5/XII. День Конституции… Два моих, с позволенья сказать, «дела» разбирают с августа м<еся>ца. А блага конституции я испытываю уже 22 года.
Достигнув истины, мир погибнет (ночная мысль).
…Поэтому ложь — великое жизненное начало?
В. М.[1] Есть люди с великими плюсами еврейства (неугомонная мысль, готовность во имя ее пойти на отвержение и на смерть, доброта и верность друзьям и единомышленникам).
У В. М. великие минусы еврейства. (Талант предательства, причем преданный-то и оказывается виноватым, по логике В. М., бесстыдная грубая чувственность, не смягченная некоторой необходимой в любви тонкой дипломатией чувства, уменьем с этой темной стороны подойти к человеку, не оскорбив его. Скаредность духовная и самая обыкновенная, внешняя: брать у ней очень тяжело. Низменность натуры и характера. Двурушничество.) Даже родные говорят: «Невозможно жить вместе. Страшно тяжелый характер». Никогда не доверяла людям с впалыми ладонями (признак низменности и скупости), чувствовала отвращение к таким людям, и вот глупо клюнула на приманку. А приманка — лесть, якобы понимание.

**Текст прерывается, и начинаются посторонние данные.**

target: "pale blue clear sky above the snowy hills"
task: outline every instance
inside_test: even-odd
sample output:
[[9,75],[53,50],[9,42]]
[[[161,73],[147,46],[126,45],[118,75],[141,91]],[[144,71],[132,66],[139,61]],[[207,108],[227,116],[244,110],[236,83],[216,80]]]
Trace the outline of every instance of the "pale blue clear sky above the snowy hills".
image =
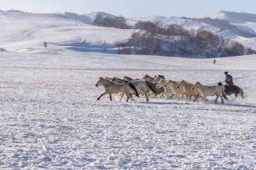
[[0,0],[0,10],[31,13],[91,13],[115,16],[204,16],[216,11],[256,13],[255,0]]

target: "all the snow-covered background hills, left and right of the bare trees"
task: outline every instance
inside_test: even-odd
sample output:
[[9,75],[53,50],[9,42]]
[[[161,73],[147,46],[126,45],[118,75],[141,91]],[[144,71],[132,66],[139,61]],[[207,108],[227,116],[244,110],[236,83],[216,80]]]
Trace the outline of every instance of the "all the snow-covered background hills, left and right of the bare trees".
[[[0,47],[6,50],[41,48],[48,42],[50,48],[68,48],[83,52],[116,53],[117,42],[126,42],[134,29],[120,30],[92,26],[95,16],[114,18],[110,13],[23,13],[0,11]],[[187,30],[208,30],[223,38],[238,40],[256,50],[255,15],[218,11],[199,18],[147,16],[126,18],[129,26],[138,21],[163,25],[178,24]]]

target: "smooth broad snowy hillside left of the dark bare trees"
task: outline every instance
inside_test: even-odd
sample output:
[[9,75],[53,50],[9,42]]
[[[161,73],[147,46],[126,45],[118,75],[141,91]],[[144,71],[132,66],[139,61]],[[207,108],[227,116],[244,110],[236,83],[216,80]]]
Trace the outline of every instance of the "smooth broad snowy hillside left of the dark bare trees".
[[0,11],[0,25],[0,47],[12,51],[42,48],[43,42],[48,42],[50,48],[65,45],[75,50],[103,52],[103,48],[114,48],[117,42],[126,41],[134,32],[92,26],[55,13]]

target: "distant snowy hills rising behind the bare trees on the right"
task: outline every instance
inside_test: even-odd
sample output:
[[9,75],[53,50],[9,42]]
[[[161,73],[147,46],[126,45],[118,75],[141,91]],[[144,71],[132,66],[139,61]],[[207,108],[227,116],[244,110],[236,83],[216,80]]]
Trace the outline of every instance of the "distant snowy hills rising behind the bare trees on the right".
[[[178,24],[186,30],[208,30],[223,38],[238,40],[243,45],[256,49],[256,15],[218,11],[198,18],[149,16],[144,18],[127,18],[130,25],[137,21],[159,22],[164,25]],[[230,36],[230,33],[232,36]]]

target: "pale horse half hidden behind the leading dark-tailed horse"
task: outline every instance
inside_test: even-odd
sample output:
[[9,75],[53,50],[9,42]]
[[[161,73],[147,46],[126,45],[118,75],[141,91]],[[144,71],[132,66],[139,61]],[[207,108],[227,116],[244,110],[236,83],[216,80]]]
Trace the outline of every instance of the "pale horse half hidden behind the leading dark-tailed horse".
[[147,95],[149,91],[153,91],[153,93],[156,94],[156,89],[153,86],[154,84],[146,80],[126,81],[124,79],[113,77],[111,81],[116,84],[122,84],[124,82],[133,84],[140,93],[144,94],[147,102],[149,101],[149,96]]

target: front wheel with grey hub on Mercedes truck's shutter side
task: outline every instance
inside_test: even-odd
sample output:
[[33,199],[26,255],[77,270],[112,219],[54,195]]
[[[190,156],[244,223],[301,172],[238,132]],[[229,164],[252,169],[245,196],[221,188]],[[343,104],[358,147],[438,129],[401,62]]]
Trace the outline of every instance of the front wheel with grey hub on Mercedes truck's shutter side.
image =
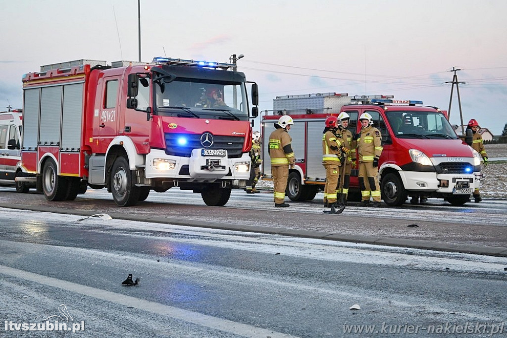
[[119,207],[130,207],[139,200],[139,188],[132,182],[132,171],[124,157],[115,160],[110,184],[113,199]]

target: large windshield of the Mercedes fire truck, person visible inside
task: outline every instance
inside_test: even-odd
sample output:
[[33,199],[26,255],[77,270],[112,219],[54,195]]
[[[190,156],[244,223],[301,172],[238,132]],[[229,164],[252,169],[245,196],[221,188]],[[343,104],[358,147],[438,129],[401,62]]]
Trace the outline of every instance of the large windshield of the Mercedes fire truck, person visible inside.
[[240,82],[176,78],[154,86],[157,115],[248,121],[245,87]]

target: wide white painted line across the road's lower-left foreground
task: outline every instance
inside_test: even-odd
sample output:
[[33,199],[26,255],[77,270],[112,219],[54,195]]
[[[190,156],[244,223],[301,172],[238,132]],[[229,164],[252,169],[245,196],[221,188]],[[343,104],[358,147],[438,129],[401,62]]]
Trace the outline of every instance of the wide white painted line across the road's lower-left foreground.
[[71,292],[80,293],[86,296],[102,299],[103,301],[121,304],[127,307],[156,313],[163,316],[169,316],[174,319],[183,320],[193,324],[205,326],[211,329],[221,330],[245,337],[271,336],[275,337],[294,337],[289,334],[274,332],[269,329],[263,329],[248,324],[242,324],[227,319],[203,315],[201,313],[178,309],[175,307],[163,305],[156,302],[146,301],[144,299],[127,296],[111,291],[101,290],[81,284],[63,281],[60,279],[47,277],[31,272],[13,269],[0,265],[0,273],[10,275],[16,278],[22,278],[35,283],[57,287]]

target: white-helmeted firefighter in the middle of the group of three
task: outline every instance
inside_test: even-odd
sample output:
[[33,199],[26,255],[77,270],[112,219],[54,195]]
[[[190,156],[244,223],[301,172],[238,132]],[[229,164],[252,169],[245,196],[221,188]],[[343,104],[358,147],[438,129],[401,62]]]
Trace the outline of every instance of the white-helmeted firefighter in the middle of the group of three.
[[340,142],[342,143],[342,151],[345,154],[345,168],[343,170],[343,175],[338,178],[338,191],[337,193],[340,196],[340,200],[338,201],[340,204],[347,204],[347,195],[348,195],[348,187],[350,183],[350,172],[352,171],[352,161],[355,161],[355,141],[352,137],[352,132],[347,129],[348,123],[350,121],[350,116],[342,111],[340,115],[338,115],[339,126],[336,132],[336,135],[340,137]]

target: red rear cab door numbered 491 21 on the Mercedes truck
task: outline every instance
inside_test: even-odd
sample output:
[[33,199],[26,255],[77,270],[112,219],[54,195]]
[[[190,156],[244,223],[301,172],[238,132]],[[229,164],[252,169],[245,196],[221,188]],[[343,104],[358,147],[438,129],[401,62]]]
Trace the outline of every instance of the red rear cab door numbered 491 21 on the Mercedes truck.
[[118,136],[119,125],[119,93],[121,76],[104,77],[99,79],[95,100],[93,129],[97,153],[105,153],[107,146]]

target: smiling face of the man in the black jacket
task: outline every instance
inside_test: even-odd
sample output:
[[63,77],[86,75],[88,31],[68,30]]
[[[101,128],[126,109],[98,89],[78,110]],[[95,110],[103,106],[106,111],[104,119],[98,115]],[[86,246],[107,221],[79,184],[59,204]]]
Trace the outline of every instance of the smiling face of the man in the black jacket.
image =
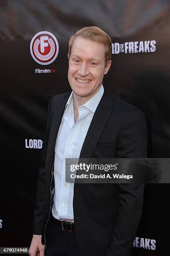
[[73,92],[79,97],[95,95],[110,65],[111,61],[105,67],[103,44],[77,37],[72,45],[68,69],[68,81]]

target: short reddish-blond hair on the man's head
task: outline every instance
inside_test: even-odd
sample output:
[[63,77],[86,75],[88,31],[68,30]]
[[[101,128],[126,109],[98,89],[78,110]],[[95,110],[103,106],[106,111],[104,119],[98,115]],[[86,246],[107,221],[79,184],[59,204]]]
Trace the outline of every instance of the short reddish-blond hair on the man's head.
[[105,31],[98,27],[85,27],[78,30],[74,35],[70,37],[69,46],[68,46],[68,56],[70,58],[72,45],[75,41],[75,38],[81,37],[87,40],[91,40],[105,46],[105,66],[108,61],[111,59],[112,55],[112,41],[110,36],[107,35]]

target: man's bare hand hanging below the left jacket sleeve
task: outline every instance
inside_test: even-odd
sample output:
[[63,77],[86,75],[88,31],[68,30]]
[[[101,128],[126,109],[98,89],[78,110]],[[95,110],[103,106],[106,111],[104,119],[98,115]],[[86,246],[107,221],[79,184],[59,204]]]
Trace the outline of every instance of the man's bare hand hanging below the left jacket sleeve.
[[41,243],[41,236],[33,236],[28,253],[30,256],[44,256],[45,244]]

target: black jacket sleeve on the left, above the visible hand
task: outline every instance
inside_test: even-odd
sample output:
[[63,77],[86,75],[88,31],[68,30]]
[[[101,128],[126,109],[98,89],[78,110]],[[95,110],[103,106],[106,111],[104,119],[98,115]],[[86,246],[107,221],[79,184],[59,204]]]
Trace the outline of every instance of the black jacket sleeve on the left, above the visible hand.
[[33,230],[32,234],[42,235],[43,225],[44,225],[44,213],[45,213],[45,196],[46,196],[46,174],[45,174],[45,161],[47,155],[47,144],[48,144],[48,135],[49,135],[49,115],[50,115],[50,105],[52,99],[48,104],[47,110],[47,127],[46,133],[42,146],[42,153],[40,158],[40,167],[37,178],[37,190],[36,190],[36,199],[35,199],[35,209],[34,209],[34,221],[33,221]]

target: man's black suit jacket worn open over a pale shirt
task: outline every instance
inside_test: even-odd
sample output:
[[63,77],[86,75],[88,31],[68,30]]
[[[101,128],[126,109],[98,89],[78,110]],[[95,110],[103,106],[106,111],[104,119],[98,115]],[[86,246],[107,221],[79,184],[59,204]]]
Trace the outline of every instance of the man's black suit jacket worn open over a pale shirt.
[[[42,244],[53,203],[55,142],[70,93],[55,95],[48,105],[33,226],[33,234],[42,235]],[[80,158],[145,157],[147,125],[143,112],[105,90]],[[143,191],[144,184],[74,184],[75,233],[82,256],[129,255],[142,213]]]

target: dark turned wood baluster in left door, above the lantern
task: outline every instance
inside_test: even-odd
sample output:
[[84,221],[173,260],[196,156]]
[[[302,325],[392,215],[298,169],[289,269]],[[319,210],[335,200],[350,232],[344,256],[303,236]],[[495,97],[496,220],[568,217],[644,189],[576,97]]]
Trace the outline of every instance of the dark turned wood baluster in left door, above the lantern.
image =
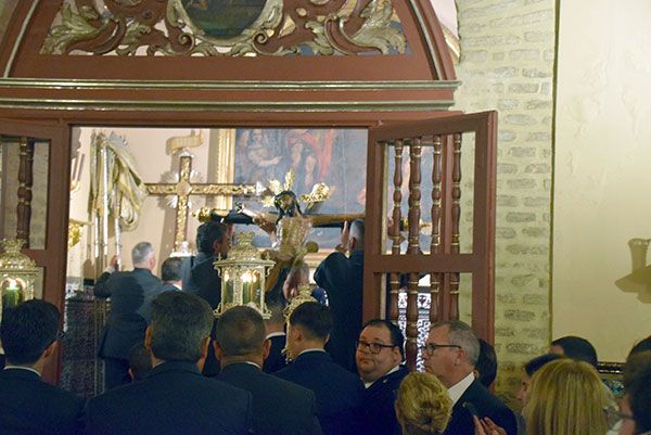
[[23,239],[23,247],[29,247],[29,223],[31,221],[31,187],[34,184],[34,141],[21,138],[18,144],[18,205],[16,206],[16,239]]

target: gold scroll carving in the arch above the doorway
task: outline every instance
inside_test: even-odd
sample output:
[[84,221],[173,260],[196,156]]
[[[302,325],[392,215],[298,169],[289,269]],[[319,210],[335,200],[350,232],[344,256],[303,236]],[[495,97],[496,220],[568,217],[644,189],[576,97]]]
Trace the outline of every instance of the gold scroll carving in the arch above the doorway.
[[[43,54],[356,55],[407,51],[391,0],[268,0],[238,36],[218,38],[182,0],[66,0]],[[100,12],[102,11],[102,12]]]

В действительности же в самые лучшие минуты обнаруживалась зловещая рознь, как сказал бы Розанов, метафизическое отдаление.
Про себя М. и в прошлом, и сейчас дает весьма презрительную оценку моему способу мыслить и чувствовать. «Саккар и Милый друг»[2]. Надо было сразу уйти после этих случайных, а значит, тем более натуральных высказываний.
У меня здесь, в Москве, только самолюбие, любопытство и жажда реванша. Притяжение давно уже угасло.
А «реванш» к чему? Что мне с ним делать?
Вспоминаю о том, что было, с обычным своим холодным отвращением.
Вспомню и плечами пожимаю
В холоде сердечной немоты.
Я тоже не из «идеальных людей». Никакого «сучка и задоринки» у ближнего я не забываю. Не мщу, не затаиваю злобу, а просто не забываю и не прощаю.
Омерзительная лживость у М. Не знаю, сознательная или бессознательная. Вернее — первое. Есть ум, и довольно острый, могущий дать хотя бы себе отчет в своих довольно паскудненьких действиях.
Уйти в свой угол и писать. А угла нет. Я втиснута в самую середину букета советских обывателей. Ароматный букет. Задохнуться можно. Крикливые, глупые женщины, крикливые банальные дети, мало похожие на «ангельские душеньки». «Половая жизнь», т. е. спать приходится на полу довольно часто. И метафизические квадриллионы расстояния между мной и всеми почти окружающими. Да, есть мистические пространства, недавно поняла это. Дело не в относительной ценности моей и моих ближних, а в разности духовных планов, не уровней, а планов.
Ночью темно-розовое небо. Мысли об «испытаниях» атомок и о грядущих катастрофах. Культура потеряла всякий смысл. Порой ненависть к «благодетелям» — Леонардо да Винчи, Кюри, Руссо, Марксу — и злорадство: вы же одни из первых и будете уничтожены, и вся ваша гуманная болтология полетит к черту.
«Преображение природы». Каспийское море высыхает. Рыба и растительность в Тихом океане отравлены радиоизлучениями (атомки). И я чувствую, что над муравейником занесена огромная ножища в сапоге, подбитом острыми гвоздями, что муравейник будет сожжен и растоптан. Все-таки хлопочу о «реабилитации», мечтаю о своем угле и писании. Другим муравьям простительно. Они ничего не чувствуют; а я — умный муравей.
Мальчики сидят в карете, держатся за шнурочки, привязанные к стенке кареты, и думают, что управляют (Толстой. «Война и мир»).
Наш каторжный тюремный быт был гораздо легче, приемлемее, организованнее и умнее московского семейного быта. Мы, арестанты, не грызлись так, как грызутся здесь в семьях.